Source code for parametricmatrixmodels.modules.legacyaffineobservablepmm

from __future__ import annotations

from typing import Any, Callable

import jax
import jax.numpy as np

from ._regression_backing_funcs import reg_pmm_predict_func_legacy
from .basemodule import BaseModule



[docs]
class LegacyAffineObservablePMM(BaseModule):
    """
    AffineObservablePMM is a module that implements the affine observable
    Parametric Matrix Model (PMM), which is useful for generalize regression
    """


[docs]
    def __init__(
        self,
        matrix_size: int = None,
        num_eig: int = None,
        output_size: int = None,
        smoothing: float = None,
        Ms: np.ndarray = None,
        Ds: np.ndarray = None,
        gs: np.ndarray = None,
        init_magnitude: float = 1e-2,
    ) -> None:
        """
        Initialize the LegacyAffineObservablePMM module. Represents a PMM which
        evaluates the legacy affine observable PMM given by the process:

        M(x) = M0 + x1 * M1 + ... + xp * Mp
             -> (E, V) = eig(M(x)) [sorted in decreasing eigenvalue magnitude]

        z_k = g_k
            + sum_{ij}^r (
                [ |v_i^H D_{kij} v_j|^2 - 0.5 * ||D_{kij}||^2_2 ]
            )

            = g_k
            - 0.5 * sum_ij^r ||D_{kij}||^2_2
            + sum_{ij}^r |v_i^H D_{kij} v_j|^2

        By default this module is initialized to compute the smallest algebraic
        eigenvalue (ground state).

        Parameters
        ----------
            matrix_size : int
                Size of the PMM matrices (square). Shorthand `n`.
            num_eig : int
                Number of eigenvectors to use, the number of secondary matrices
                will be r^2. Shorthand `r`.
            output_size : int
                Number of output features. Shorthand `k`.
            smoothing : float, optional
                Smoothing parameter, set to None/0.0 to disable.
                Defaults to None/0.0.
            Ms : np.ndarray, optional
                Optional array of matrices M0, M1, ..., Mp that define the
                parametric Hamiltonian. Each M must be Hermitian. If not
                provided, the matrices will be randomly initialized when the
                module is compiled.
            Ds : np.ndarray, optional
                Optional 5D array of matrices D_{kl} that define the
                observables. Each D must be Hermitian. If not provided, the
                observables will be randomly initialized when the module is
                compiled.
            gs : np.ndarray, optional
                Optional vector of length r that defines the real biases for
                the observable. If not provided, the biases will be
                randomly initialized when the module is compiled.
            init_magnitude : float, optional
                Initial magnitude for the random matrices if Ms is not
                provided, by default 1e-2.
        """

        # input validation
        if matrix_size is None or num_eig is None or output_size is None:
            # module will be configured later, hopefully
            self.matrix_size = None
            self.num_eig = None
            self.output_size = None
            self.smoothing = None
            self.input_size = None
            self.Ms = None
            self.Ds = None
            self.gs = None
            self.init_magnitude = None
            return
        if matrix_size <= 0 or not isinstance(matrix_size, int):
            raise ValueError("matrix_size must be a positive integer")
        if num_eig <= 0 or not isinstance(num_eig, int):
            raise ValueError("num_eig must be a positive integer")
        if num_eig > matrix_size:
            raise ValueError(
                "num_eig must be less than or equal to matrix_size, got"
                f" num_eig={num_eig} and matrix_size={matrix_size}"
            )
        if output_size <= 0 or not isinstance(output_size, int):
            raise ValueError("output_size must be a positive integer")

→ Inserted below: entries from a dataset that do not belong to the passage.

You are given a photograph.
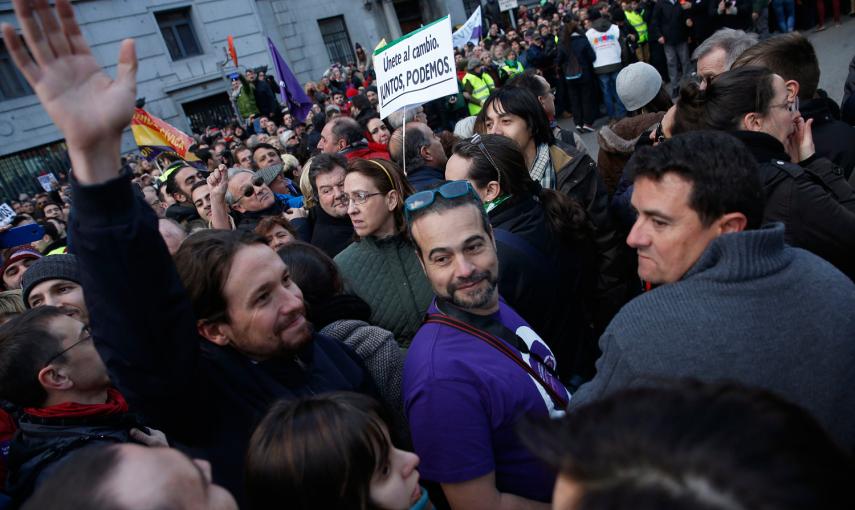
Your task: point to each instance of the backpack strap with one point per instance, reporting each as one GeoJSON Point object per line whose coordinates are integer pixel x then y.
{"type": "Point", "coordinates": [559, 401]}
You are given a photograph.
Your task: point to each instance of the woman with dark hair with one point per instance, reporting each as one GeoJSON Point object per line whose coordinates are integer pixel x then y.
{"type": "Point", "coordinates": [276, 230]}
{"type": "Point", "coordinates": [381, 267]}
{"type": "Point", "coordinates": [692, 446]}
{"type": "Point", "coordinates": [517, 114]}
{"type": "Point", "coordinates": [808, 194]}
{"type": "Point", "coordinates": [640, 88]}
{"type": "Point", "coordinates": [547, 259]}
{"type": "Point", "coordinates": [330, 451]}
{"type": "Point", "coordinates": [378, 134]}
{"type": "Point", "coordinates": [576, 61]}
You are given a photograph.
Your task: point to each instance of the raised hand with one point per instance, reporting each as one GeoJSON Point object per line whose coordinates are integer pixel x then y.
{"type": "Point", "coordinates": [90, 108]}
{"type": "Point", "coordinates": [219, 183]}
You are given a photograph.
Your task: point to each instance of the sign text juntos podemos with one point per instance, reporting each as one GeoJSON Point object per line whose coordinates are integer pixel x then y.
{"type": "Point", "coordinates": [416, 68]}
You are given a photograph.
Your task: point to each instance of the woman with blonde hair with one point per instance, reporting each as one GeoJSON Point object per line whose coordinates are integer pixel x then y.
{"type": "Point", "coordinates": [381, 267]}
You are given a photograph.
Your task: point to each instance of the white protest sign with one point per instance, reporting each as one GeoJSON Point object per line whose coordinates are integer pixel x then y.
{"type": "Point", "coordinates": [6, 214]}
{"type": "Point", "coordinates": [416, 68]}
{"type": "Point", "coordinates": [506, 5]}
{"type": "Point", "coordinates": [47, 181]}
{"type": "Point", "coordinates": [469, 31]}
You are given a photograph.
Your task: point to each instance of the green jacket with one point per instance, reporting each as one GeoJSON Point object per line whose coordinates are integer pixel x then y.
{"type": "Point", "coordinates": [245, 99]}
{"type": "Point", "coordinates": [386, 273]}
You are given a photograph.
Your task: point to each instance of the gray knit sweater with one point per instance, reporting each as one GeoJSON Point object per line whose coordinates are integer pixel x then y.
{"type": "Point", "coordinates": [383, 359]}
{"type": "Point", "coordinates": [752, 310]}
{"type": "Point", "coordinates": [386, 274]}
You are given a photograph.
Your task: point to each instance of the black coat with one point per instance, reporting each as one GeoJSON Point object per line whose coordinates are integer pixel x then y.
{"type": "Point", "coordinates": [812, 199]}
{"type": "Point", "coordinates": [324, 231]}
{"type": "Point", "coordinates": [582, 51]}
{"type": "Point", "coordinates": [579, 178]}
{"type": "Point", "coordinates": [832, 138]}
{"type": "Point", "coordinates": [547, 292]}
{"type": "Point", "coordinates": [265, 99]}
{"type": "Point", "coordinates": [669, 21]}
{"type": "Point", "coordinates": [200, 394]}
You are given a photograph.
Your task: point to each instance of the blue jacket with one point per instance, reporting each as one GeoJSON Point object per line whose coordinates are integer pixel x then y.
{"type": "Point", "coordinates": [424, 177]}
{"type": "Point", "coordinates": [200, 394]}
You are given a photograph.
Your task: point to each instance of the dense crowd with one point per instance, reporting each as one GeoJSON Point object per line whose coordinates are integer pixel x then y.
{"type": "Point", "coordinates": [457, 306]}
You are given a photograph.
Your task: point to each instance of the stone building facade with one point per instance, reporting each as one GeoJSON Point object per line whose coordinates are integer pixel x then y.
{"type": "Point", "coordinates": [183, 65]}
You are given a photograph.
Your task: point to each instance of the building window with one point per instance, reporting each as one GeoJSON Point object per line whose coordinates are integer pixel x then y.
{"type": "Point", "coordinates": [176, 26]}
{"type": "Point", "coordinates": [19, 171]}
{"type": "Point", "coordinates": [12, 82]}
{"type": "Point", "coordinates": [337, 40]}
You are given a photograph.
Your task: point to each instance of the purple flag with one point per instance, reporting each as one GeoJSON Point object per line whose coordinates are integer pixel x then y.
{"type": "Point", "coordinates": [290, 89]}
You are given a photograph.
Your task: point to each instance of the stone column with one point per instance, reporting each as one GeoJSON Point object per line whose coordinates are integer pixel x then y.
{"type": "Point", "coordinates": [391, 19]}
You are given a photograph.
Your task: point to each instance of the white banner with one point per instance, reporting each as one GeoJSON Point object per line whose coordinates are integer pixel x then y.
{"type": "Point", "coordinates": [506, 5]}
{"type": "Point", "coordinates": [48, 182]}
{"type": "Point", "coordinates": [6, 214]}
{"type": "Point", "coordinates": [416, 68]}
{"type": "Point", "coordinates": [470, 31]}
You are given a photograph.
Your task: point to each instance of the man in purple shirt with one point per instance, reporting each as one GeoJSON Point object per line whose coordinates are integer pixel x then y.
{"type": "Point", "coordinates": [476, 368]}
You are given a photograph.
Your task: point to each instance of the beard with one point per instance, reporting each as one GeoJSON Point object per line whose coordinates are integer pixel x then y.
{"type": "Point", "coordinates": [473, 297]}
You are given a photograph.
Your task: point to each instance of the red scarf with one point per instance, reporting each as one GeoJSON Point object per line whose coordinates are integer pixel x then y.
{"type": "Point", "coordinates": [115, 405]}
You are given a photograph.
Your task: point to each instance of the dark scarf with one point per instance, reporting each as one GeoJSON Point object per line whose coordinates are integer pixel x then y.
{"type": "Point", "coordinates": [114, 405]}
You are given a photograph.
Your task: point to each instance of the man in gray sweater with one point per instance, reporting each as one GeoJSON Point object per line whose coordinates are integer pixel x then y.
{"type": "Point", "coordinates": [733, 302]}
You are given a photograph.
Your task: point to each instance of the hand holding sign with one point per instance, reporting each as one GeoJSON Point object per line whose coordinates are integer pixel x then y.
{"type": "Point", "coordinates": [416, 68]}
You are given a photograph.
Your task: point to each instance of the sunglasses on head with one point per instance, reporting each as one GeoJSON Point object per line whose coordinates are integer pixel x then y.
{"type": "Point", "coordinates": [449, 190]}
{"type": "Point", "coordinates": [476, 140]}
{"type": "Point", "coordinates": [249, 189]}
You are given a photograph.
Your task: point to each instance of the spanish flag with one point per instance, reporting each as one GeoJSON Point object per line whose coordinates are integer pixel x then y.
{"type": "Point", "coordinates": [155, 136]}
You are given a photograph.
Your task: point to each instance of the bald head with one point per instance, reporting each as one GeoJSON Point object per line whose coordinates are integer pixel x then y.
{"type": "Point", "coordinates": [396, 145]}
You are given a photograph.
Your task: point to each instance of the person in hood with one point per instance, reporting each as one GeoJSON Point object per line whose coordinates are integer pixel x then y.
{"type": "Point", "coordinates": [343, 135]}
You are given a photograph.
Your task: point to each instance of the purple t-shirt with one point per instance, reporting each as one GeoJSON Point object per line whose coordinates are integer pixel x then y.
{"type": "Point", "coordinates": [463, 398]}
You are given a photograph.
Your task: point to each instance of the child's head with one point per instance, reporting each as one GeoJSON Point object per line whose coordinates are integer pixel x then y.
{"type": "Point", "coordinates": [329, 451]}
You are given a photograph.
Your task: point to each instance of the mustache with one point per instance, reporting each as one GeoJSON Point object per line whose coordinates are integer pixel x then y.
{"type": "Point", "coordinates": [473, 278]}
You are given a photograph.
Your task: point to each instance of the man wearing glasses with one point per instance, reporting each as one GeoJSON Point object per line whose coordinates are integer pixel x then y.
{"type": "Point", "coordinates": [51, 371]}
{"type": "Point", "coordinates": [476, 367]}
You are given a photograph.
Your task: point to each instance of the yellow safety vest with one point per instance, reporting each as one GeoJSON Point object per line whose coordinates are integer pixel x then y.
{"type": "Point", "coordinates": [481, 88]}
{"type": "Point", "coordinates": [637, 22]}
{"type": "Point", "coordinates": [510, 72]}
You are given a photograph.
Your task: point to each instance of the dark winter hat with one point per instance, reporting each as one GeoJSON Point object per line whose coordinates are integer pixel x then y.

        # if any of the parameters are provided, they must all be provided
        if Ms is None and (Ds is not None or gs is not None):
            raise ValueError(
                "If Ds or gs are provided, Ms must also be provided"
            )
        if Ds is None and (gs is not None or Ms is not None):
            raise ValueError(
                "If gs or Ms are provided, Ds must also be provided"
            )
        if gs is None and (Ms is not None or Ds is not None):
            raise ValueError(
                "If Ms or Ds are provided, gs must also be provided"
            )
        if Ms is not None and Ds is not None and gs is not None:
            if not isinstance(Ms, np.ndarray):
                raise ValueError("Ms must be a numpy array")
            if not isinstance(Ds, np.ndarray):
                raise ValueError("Ds must be a numpy array")
            if not isinstance(gs, np.ndarray):
                raise ValueError("gs must be a numpy array")
            if Ms.shape != (Ms.shape[0], matrix_size, matrix_size):
                raise ValueError(
                    "Ms must be a 3D array of shape (input_size+1,"
                    f" matrix_size, matrix_size) [({Ms.shape[0]},"
                    f" {matrix_size}, {matrix_size})], got {Ms.shape}"
                )
            if Ds.shape != (
                output_size,
                num_eig,
                num_eig,
                matrix_size,
                matrix_size,
            ):
                raise ValueError(
                    "Ds must be a 5D array of shape (output_size, num_eig,"
                    f" num_eig, matrix_size, matrix_size) [({output_size},"
                    f" {num_eig}, {num_eig}, {matrix_size}, {matrix_size})],"
                    f" got {Ds.shape}"
                )
            if gs.shape != (output_size,):
                raise ValueError(
                    f"gs must be a 1D array of length {output_size}, got"
                    f" {gs.shape}"
                )
            # ensure Ms are Hermitian
            if not np.allclose(Ms, Ms.conj().transpose((0, 2, 1))):
                raise ValueError("Ms must be Hermitian matrices")
            # ensure Ds are Hermitian
            if not np.allclose(Ds, Ds.conj().transpose((0, 1, 2, 4, 3))):
                raise ValueError("Ds must be Hermitian matrices")
            # ensure Ds is symmetric in the 1, 2 dimensions
            if not np.allclose(Ds, Ds.transpose((0, 2, 1, 3, 4))):
                raise ValueError("Ds must be symmetric in the 1, 2 dimensions")
            # ensure gs is real
            if not np.isreal(gs).all():
                raise ValueError("gs must be a real-valued array")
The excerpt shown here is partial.